By Punit Mishra
It was with much fanfare that on July 18 last year, the Centre announced the setting up of 1,023 fast-track courts (FTCs) to clear all pending rape and Protection of Children from Sexual Offences (POCSO) cases. The centre took the decision after it, some say belatedly, woke up to the alarming increase in the number of cases across the country, especially of girls aged 12 and below.
While state statements waxed eloquent welcoming the centre’s decision to act tough, the sad fact remains that very few states have actually committed to setting up of the FTCs. Data collated by India Legal show only a handful of states such as Odisha, Uttar Pradesh, Delhi, Assam, Goa, Kerala and Andhra have committed to the setting up of FTCs while a majority of the states have turned a blind idea to the proposal.
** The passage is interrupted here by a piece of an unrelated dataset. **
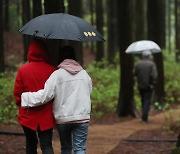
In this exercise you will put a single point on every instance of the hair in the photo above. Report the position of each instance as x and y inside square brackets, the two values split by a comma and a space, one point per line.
[67, 52]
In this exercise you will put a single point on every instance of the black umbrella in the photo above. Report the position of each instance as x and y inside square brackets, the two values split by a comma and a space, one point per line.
[61, 26]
Most of the states that have chosen to sit on the matter happen to be ruled by the BJP.
As per the data collated, Odisha has proposed the setting up of 45 FTCs, Delhi 18, Goa 3. Kerala, the state with the highest per capita rape rate have proposed 57 while Uttar Pradesh has proposed maximum number of FTCs at 218. That takes the total to 314, far less than the 1,023 that the centre had grandiloquently announced last year. This throws up the important question: will it make any difference in decreasing pendency in rape and POCSO cases as has been claimed by the Centre.
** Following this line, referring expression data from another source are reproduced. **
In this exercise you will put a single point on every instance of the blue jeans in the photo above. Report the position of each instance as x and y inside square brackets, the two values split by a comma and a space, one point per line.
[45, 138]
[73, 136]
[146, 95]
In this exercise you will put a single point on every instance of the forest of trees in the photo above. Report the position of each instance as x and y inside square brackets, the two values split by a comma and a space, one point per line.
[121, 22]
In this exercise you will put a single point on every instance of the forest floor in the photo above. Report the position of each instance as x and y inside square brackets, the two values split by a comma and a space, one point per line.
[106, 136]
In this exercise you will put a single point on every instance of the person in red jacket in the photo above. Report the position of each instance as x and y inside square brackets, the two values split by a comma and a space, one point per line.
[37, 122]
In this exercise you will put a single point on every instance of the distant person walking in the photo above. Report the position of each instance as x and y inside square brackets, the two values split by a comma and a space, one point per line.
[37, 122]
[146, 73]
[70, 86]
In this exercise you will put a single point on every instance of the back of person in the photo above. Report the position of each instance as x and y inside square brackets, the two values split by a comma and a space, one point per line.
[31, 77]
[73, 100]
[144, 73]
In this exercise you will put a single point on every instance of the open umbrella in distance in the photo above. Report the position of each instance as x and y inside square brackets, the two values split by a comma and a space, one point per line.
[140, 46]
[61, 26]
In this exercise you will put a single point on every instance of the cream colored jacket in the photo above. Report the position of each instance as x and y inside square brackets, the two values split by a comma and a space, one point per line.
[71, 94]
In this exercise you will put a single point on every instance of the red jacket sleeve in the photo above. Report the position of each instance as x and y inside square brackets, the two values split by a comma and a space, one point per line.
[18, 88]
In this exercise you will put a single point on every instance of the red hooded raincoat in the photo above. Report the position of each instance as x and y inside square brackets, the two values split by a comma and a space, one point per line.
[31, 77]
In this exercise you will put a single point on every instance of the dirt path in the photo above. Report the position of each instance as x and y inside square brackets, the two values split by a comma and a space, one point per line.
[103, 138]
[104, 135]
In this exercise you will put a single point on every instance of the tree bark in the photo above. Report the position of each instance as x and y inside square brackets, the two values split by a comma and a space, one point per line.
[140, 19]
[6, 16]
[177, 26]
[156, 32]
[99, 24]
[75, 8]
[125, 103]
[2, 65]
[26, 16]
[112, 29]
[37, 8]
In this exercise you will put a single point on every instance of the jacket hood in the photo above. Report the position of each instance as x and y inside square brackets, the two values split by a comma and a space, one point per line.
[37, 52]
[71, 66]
It maybe noted that the Centre, when proposed setting up of 1,023 FTCs, had claimed that 18 states have come on board for the proposal. These included Tripura, Maharashtra, West Bengal, Jharkhand, Andhra Pradesh, Meghalaya, Bihar, Manipur, Madhya Pradesh, Karnataka, Mizoram, Goa, Chattisgarh, Uttarakhand, Rajasthan, Tamil Nadu, Assam and Haryana. Many of these are turning a deaf ear.
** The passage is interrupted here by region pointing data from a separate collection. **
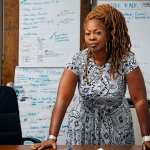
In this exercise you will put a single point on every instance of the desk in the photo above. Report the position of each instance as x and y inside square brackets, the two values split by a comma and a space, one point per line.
[62, 147]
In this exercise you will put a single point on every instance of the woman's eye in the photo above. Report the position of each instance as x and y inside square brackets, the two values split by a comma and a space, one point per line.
[87, 34]
[98, 33]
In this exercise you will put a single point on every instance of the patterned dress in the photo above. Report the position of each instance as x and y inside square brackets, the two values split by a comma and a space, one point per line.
[100, 114]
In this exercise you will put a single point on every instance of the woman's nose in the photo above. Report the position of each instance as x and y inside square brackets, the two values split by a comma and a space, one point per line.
[92, 37]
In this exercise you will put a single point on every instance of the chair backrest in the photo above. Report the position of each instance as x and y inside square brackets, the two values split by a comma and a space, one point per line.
[10, 128]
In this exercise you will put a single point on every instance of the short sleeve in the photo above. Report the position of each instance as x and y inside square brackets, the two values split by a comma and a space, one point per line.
[130, 63]
[73, 64]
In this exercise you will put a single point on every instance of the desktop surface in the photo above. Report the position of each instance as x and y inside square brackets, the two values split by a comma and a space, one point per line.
[75, 147]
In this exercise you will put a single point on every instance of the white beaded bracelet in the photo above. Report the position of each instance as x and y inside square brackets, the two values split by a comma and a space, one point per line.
[145, 138]
[52, 137]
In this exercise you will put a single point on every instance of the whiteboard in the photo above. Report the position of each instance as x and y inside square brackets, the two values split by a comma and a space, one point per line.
[36, 89]
[49, 32]
[137, 14]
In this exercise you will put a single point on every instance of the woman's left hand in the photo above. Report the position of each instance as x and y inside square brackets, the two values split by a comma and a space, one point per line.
[146, 145]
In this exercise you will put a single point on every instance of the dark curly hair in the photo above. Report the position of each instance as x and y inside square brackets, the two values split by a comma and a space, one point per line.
[119, 43]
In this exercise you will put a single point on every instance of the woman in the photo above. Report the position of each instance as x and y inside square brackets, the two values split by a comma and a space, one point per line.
[101, 114]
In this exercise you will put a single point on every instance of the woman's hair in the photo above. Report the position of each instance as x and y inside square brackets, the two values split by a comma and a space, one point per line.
[119, 43]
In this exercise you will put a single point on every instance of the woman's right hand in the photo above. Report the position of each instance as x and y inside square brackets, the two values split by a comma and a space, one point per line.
[44, 145]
Union Women and Child Development Minister Smriti Irani while replying to a Rajya Sabha debate on POCSO amendment said: “Recognising that justice delayed is justice denied, the government has sanctioned 1023 fast track courts, particularly to be made for dispensing cases which were pending under POCSO.”
She had further said: “The government reached out to each state and 18 states have consented to set up this court. We have ensured that an expenditure of Rs 767 crore of which the government of India support would be Rs 474 crore is now given so that these fast-track courts are established within the limited time frame of 2019-2021.” But the reality on the ground negates the claims as made by the minister that 18 states have committed to the proposal.
More so, the data also contests claims of the Union Law Minister Ravi Shankar Prasad who recently said that the law ministry plans to clear backlog pertaining to rape and POCSO in just one year with FTCs. But it is highly unlikely to achieve these targets with little co-operation from the states.
So, it is incumbent on the states to use their fund which has been earmarked to set up FTCs and also on Centre to ensure the setting up of FTCs otherwise the pendency in rape and POCSO will increase.